公正取引委員会 藤岡賢史公正競争監視室長:「本日、公正取引委員会はデリシアに対して、納入業者に対する優越的地位の濫用について『独占禁止法に違反するおそれ』ということで警告を行いました」
公正取引委員会によりますと、デリシアは遅くとも2022年4月から2025年7月にかけて、17店舗で新規オープンや改装をする際、納入業者に従業員を派遣させ無償で商品の陳列作業などをさせていたということです。
対象となる納入業者は、のべおよそ180社、従業員は1100人ほど。

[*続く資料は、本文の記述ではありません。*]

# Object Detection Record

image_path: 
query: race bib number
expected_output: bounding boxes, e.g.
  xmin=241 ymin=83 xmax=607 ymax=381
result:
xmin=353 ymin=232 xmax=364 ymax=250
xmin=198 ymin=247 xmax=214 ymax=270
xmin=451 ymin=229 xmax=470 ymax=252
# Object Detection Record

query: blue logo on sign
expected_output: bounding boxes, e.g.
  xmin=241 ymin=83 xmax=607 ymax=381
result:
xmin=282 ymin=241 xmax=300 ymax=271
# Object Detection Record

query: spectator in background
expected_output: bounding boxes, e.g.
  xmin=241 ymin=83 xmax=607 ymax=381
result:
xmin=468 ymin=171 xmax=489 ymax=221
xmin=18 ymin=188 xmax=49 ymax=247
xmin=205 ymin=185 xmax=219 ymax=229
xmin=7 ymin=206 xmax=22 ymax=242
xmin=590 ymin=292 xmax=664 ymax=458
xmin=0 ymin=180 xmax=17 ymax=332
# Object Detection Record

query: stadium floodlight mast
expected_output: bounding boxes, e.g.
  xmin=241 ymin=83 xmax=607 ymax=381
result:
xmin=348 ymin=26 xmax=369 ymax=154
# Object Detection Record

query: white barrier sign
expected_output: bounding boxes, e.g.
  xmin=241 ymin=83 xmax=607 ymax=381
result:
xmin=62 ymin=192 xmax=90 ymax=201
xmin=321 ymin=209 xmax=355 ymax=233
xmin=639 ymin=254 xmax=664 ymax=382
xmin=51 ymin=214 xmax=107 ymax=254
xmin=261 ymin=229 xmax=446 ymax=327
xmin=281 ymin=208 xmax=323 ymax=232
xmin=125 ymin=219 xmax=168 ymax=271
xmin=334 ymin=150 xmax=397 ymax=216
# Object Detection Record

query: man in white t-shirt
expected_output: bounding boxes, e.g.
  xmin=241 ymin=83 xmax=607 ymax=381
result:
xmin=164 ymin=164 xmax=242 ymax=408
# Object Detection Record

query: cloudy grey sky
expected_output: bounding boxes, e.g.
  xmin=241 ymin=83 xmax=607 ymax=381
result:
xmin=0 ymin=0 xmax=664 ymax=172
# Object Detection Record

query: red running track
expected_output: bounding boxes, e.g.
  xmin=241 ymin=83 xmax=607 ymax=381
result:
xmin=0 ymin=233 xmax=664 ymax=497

長野市の上松店の新規オープンに際しては、160人以上が派遣されていたということです。
デリシア側は、納入業者に派遣費用を請求するように示していましたが、ほとんどの業者は、請求していなかったと言います。

公正取引委員会 藤岡賢史公正競争監視室長:「昔から皆さん請求していない、払ってもらっていないので、自分だけ請求するとなると取引に影響するのでは、請求していないライバル会社にとられてしまうのではと」
デリシアは県内に食品スーパー60店余りを展開し、民間の調査会社・東京商工リサーチによりますと、県内の小売業では2位の売り上げ高となっています。

公正取引委員会はデリシアが納入業者に対し、有利な立場を利用したものとみて「優越的地位の濫用」を規制する独占禁止法違反のおそれがあると判断しました。
公正取引委員会の調査を受けて、デリシアが2025年7月以降は、派遣費用を支払い、再発防止に取り組んでいることなどから行政処分よりも軽い行政指導となりました。
公正取引委員会から「警告」を受けたことについて、デリシアの佐藤一哉執行役員はSBCの取材に対し、「意図的に作業費用を払わなかったわけではない」としました。

その上で、業者側から請求がないことについて確認をせず、「結果的に、無償での作業が慣例化してしまっていた」と説明しました。

デリシア側は、「警告を厳粛に受け止め、再発防止に全力を尽くす」として、費用を適切に支払うための仕組みの見直しやチェック体制の強化を行ったほか、社員研修などを通じてコンプライアンス意識の向上に取り組んでいくとしています。